Another trajectory this might take is some form of value exchange. Training all those neural networks and machine learning models — for STT, intent parsing, and TTS — takes vast volumes of data. More companies may provide software on an open source basis and in return ask users to donate voice samples to improve the data sets.Mozilla’s Common Voice follows this model.
Another trend is voice moving on-device. The newer, machine-learning-driven speech tools originally were too computationally intensive to run on low-end hardware like the Raspberry Pi. But with DeepSpeech now running on a RasPi 4, it’s only a matter of time before the newer TTS tools can too.
We’re also seeing a stronger focus on personalization, with the ability to customize both speech-to-text and text-to-speech software.
WHAT WE STILL NEED
What’s lacking across all these open source tools are user-friendly interfaces to capture recordings and train models. Open source products must continue to improve their UIs to attract both developer and user communities; failure to do so will see more widespread adoption of proprietary and “freemium” tools.

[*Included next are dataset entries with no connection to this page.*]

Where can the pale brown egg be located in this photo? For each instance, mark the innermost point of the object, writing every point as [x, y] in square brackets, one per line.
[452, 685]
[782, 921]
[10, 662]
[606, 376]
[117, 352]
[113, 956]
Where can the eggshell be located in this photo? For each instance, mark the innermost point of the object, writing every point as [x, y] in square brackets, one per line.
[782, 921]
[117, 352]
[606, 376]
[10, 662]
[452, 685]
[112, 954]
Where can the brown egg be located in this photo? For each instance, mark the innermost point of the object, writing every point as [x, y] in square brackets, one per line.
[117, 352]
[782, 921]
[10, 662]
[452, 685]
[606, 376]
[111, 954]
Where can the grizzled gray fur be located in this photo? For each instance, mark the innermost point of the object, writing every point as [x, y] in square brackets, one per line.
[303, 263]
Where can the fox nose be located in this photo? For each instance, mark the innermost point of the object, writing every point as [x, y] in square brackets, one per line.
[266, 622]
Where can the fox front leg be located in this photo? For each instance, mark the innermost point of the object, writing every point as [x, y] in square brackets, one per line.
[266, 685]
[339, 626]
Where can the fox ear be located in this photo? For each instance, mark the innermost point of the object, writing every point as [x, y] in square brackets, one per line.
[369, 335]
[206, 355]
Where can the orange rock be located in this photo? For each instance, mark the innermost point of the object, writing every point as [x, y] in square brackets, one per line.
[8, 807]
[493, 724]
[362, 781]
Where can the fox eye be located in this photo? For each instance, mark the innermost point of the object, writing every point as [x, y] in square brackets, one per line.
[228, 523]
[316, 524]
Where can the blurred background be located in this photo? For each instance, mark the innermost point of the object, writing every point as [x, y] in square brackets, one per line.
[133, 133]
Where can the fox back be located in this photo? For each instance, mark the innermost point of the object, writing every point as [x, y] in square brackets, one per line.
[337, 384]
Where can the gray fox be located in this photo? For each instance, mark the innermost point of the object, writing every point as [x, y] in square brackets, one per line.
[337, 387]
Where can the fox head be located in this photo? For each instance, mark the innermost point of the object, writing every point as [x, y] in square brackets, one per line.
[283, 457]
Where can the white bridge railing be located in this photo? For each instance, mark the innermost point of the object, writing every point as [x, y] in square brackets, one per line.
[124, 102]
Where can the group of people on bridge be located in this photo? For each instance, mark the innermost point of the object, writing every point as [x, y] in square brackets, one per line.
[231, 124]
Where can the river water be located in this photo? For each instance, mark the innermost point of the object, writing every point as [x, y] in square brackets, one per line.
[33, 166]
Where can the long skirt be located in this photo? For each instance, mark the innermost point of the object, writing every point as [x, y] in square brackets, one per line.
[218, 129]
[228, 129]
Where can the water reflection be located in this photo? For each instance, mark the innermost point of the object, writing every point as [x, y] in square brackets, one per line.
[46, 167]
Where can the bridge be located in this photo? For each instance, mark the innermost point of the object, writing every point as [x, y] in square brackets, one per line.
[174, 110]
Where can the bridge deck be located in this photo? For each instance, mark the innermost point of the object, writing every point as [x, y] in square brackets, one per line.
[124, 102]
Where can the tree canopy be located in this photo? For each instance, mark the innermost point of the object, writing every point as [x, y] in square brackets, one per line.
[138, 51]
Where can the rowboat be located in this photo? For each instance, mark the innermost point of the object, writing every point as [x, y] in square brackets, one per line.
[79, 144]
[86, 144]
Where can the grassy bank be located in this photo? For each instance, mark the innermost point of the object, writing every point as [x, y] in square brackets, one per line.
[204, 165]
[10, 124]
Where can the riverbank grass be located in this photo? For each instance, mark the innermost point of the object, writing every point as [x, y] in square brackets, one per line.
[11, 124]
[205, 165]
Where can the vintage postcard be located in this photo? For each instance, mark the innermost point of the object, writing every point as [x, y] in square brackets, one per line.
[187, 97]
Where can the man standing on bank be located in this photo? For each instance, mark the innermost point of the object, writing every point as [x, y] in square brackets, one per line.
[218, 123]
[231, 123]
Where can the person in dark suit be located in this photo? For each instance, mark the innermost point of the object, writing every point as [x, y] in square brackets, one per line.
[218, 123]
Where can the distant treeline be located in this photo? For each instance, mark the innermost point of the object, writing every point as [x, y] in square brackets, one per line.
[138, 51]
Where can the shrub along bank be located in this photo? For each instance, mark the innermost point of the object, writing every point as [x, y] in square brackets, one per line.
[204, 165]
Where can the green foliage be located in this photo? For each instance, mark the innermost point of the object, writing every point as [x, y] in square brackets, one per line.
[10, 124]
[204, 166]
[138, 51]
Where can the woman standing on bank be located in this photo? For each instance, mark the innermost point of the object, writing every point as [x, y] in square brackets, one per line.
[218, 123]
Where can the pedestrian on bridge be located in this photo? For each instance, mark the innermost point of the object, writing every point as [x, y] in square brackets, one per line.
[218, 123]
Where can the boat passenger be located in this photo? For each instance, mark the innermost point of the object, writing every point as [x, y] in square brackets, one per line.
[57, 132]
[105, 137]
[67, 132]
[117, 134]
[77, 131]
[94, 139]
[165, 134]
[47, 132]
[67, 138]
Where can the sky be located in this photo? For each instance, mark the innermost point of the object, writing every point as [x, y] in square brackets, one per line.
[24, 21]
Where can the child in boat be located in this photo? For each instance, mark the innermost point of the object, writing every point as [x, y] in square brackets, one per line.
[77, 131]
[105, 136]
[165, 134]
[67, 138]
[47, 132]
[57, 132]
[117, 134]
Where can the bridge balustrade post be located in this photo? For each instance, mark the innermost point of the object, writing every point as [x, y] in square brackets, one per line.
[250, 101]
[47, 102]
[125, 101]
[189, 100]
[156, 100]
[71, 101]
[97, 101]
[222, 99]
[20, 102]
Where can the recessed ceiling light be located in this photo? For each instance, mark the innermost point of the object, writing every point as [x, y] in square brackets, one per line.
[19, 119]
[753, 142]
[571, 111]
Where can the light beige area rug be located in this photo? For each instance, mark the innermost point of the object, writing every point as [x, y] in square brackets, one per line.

As always in emerging technologies, standards remain elusive. For example, skills have to be rewritten for different voice assistants. Device manufacturers, particularly for smart home appliances, won’t want to develop and maintain integrations for multiple assistants; much of this will fall to an already-stretched open source community until mechanisms for interoperability are found. Mozilla’s WebThings ecosystem (see page 50) may plug the interoperability gap if it can garner enough developer support.
Regardless, the burden rests with the open source community to find ways to connect to proprietary systems (see page 46 for a fun example) because there’s no incentive for manufacturers to do the converse.
The future of open source rests in your hands! Experiment and provide feedback, issues, pull requests, data, ideas, and bugs. With your help, open source can continue to have a strong voice.